B. Glucose-6-phosphate dehydrogenase deficiency affects an enzyme involved in the pentose phosphate pathway, not gluconeogenesis or the Cori cycle. It is related to oxidative stress and hemolysis rather than glucose homeostasis.
C. Lactate dehydrogenase deficiency pertains to lactate and pyruvate interconversion, which is unrelated to the Cori cycle and glucose homeostasis. This option is incorrect because it involves another enzyme involved in energy production pathways rather than gluconeogenesis.

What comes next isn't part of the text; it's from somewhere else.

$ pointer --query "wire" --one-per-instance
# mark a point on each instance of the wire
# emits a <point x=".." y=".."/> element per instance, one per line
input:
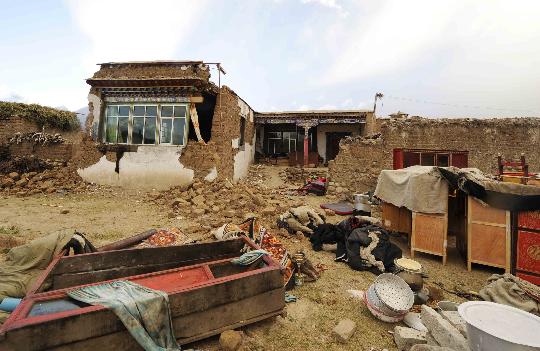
<point x="393" y="97"/>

D. Glucose-6-phosphate transporter deficiency is a separate mechanism related to glucose transport across cellular membranes, not involved in the Cori cycle or glucose homeostasis. This option is incorrect because it is a transport mechanism rather than an enzyme involved in glucose production.
**Clinical Pearl:** Cori disease is a rare genetic disorder that primarily affects the liver and kidneys. Patients may present with symptoms like hepatomegaly, hyperammonemia, and hyperglycemia. Diagnosis is typically confirmed through genetic testing, as symptoms overlap with other disorders. Treatment typically involves managing hyperammonemia, hyperglycemia, and liver dysfunction through supportive care and, in severe cases, liver transplantation.